Auto-tuning algorithm of mixnets

--- tags: research --- # Auto-tuning algorithm of mixnets [toc] ## Preliminary Quantify the anonymity (get objective function valued ) : Initial parameter space : x=[x_1,....,x_n] f(x) : performane(anonymity provided) of a particular configuration by running the full application. f(x*) : the best application performance H_0 : Observations of pairs of samples and value of the objective function. EI : expected improvement Note : in the Beta-Bernoulli statiscal model, we choose k beta distributions since it's the conjugate prior to the Bernoulli likelihood , which would lead to efficient posterior updating. Thus we choose Dirchlet distribution as it's conjugate prior to the multi-nomial distribution. ## Configuarable parameter space ## Algorithm(Bayesian Optimization) The algorithm starts with a small initial set of parameter configurations obtained by randomly sampling the parameter space. ### Surrogate model Assumption : Parameters with great impact on the performance(for simplicity ,we only consider anonymity provided now), the set of values corresponding to good performance will be different from those for bad performance. We denote them respectively as p_{g,x_i}(x_i) and p_{b,x_i}(x_i) for good performance and bad on anonymity measurement. ## Experiment - Select a small set of initial parameter samples uniformly at random from the configuraion space.
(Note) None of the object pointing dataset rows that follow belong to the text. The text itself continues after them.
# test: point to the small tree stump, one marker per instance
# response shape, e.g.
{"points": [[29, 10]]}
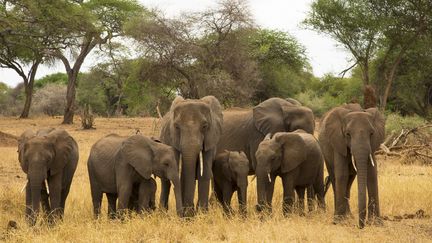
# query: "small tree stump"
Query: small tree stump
{"points": [[87, 118]]}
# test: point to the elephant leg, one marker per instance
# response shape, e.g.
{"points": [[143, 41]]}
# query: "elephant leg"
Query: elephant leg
{"points": [[45, 198], [270, 190], [227, 195], [288, 194], [242, 199], [188, 185], [29, 209], [124, 191], [165, 189], [112, 207], [310, 198], [218, 193], [300, 202], [341, 179], [152, 203], [55, 187], [145, 191], [203, 193], [97, 194], [348, 194], [319, 192], [372, 186]]}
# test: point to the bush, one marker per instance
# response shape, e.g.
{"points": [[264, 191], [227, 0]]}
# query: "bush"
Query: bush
{"points": [[50, 100], [319, 105], [395, 122]]}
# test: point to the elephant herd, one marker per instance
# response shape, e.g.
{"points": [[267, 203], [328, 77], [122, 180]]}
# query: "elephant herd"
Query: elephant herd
{"points": [[219, 150]]}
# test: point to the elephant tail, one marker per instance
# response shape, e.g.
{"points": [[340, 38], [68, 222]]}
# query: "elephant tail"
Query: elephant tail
{"points": [[327, 182]]}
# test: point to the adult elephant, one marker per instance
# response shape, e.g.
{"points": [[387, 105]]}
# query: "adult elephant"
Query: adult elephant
{"points": [[349, 136], [49, 155], [243, 130], [193, 127]]}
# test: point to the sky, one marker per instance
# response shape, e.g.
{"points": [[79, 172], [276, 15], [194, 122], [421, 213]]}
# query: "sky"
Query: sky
{"points": [[324, 55]]}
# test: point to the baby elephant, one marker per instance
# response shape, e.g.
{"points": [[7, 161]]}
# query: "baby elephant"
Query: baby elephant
{"points": [[230, 172], [121, 167], [295, 157], [49, 155]]}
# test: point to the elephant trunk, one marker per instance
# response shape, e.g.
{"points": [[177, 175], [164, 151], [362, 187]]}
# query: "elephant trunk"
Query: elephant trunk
{"points": [[361, 163], [178, 196]]}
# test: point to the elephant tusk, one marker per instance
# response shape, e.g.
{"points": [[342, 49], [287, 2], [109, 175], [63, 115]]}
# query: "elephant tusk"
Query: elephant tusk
{"points": [[353, 162], [46, 186], [201, 164], [180, 164], [25, 185]]}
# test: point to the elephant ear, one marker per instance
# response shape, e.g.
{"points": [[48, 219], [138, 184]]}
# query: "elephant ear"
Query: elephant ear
{"points": [[137, 151], [167, 134], [64, 145], [25, 136], [378, 123], [293, 151], [293, 101], [268, 117], [211, 138], [333, 127]]}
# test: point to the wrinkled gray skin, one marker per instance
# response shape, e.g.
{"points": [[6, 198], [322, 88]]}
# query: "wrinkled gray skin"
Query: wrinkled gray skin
{"points": [[350, 132], [230, 172], [244, 130], [49, 155], [122, 167], [192, 127], [296, 157]]}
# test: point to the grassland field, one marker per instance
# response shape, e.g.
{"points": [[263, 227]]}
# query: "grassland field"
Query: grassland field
{"points": [[404, 189]]}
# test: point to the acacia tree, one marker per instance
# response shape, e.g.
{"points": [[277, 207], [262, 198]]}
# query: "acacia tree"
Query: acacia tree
{"points": [[104, 21], [202, 52], [20, 45], [365, 27]]}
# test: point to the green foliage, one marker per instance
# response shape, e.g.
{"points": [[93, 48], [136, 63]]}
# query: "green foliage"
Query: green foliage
{"points": [[90, 92], [282, 64], [55, 78], [329, 92], [396, 122]]}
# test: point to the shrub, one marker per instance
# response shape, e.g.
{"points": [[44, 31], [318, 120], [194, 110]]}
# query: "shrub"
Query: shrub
{"points": [[395, 122], [50, 100]]}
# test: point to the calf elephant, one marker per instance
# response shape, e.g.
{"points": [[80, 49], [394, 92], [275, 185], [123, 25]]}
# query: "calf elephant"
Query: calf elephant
{"points": [[230, 172], [51, 155], [118, 166], [295, 157], [244, 130], [349, 136], [193, 128]]}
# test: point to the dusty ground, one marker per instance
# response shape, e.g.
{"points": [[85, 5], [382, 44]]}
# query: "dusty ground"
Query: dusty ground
{"points": [[404, 189]]}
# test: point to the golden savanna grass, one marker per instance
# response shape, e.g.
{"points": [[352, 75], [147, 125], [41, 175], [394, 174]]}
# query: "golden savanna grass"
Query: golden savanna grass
{"points": [[404, 189]]}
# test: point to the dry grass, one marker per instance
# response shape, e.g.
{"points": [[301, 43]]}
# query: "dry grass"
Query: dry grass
{"points": [[403, 189]]}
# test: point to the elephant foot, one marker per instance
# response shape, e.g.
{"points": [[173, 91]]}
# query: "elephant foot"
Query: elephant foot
{"points": [[189, 212], [375, 221], [340, 219]]}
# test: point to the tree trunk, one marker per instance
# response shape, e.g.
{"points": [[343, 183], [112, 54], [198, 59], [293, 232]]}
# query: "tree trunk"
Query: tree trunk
{"points": [[70, 98], [29, 83], [29, 95], [389, 81]]}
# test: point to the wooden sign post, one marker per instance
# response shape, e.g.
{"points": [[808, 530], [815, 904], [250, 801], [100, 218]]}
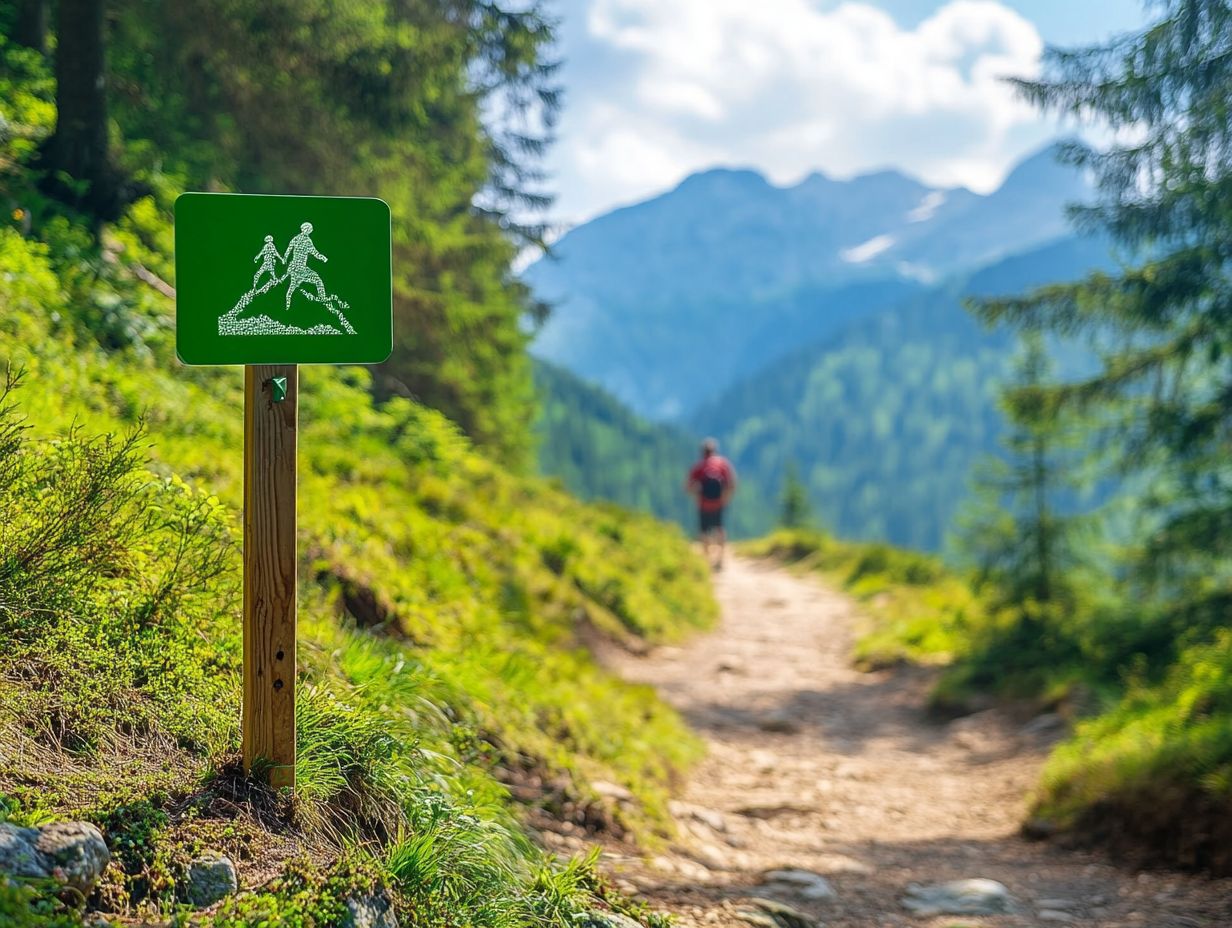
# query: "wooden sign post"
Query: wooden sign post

Obtain the true objective function value for each by running the experiment. Add all the H_0 pairs to the list. - Build the surrogate model using the list of samples in the observation history. The samples are divided into two groups(i.e. good or bad) , based on the "quantile threshold", the surrogate model then consturtcs two probability densities for each of the parameter in the configuration domain. - Select one sample to add to the observation based on the prediction from the surrogate model . The selection algorithm selects the best candidate with the highest EI metric. - Evaluate the true objective function of the selected candidate by runnning the experiment . Add the candidate and objective function value pair to the observation history. Update the surrogate model with the new history. - Iterate over 3-4 until termination condition is met.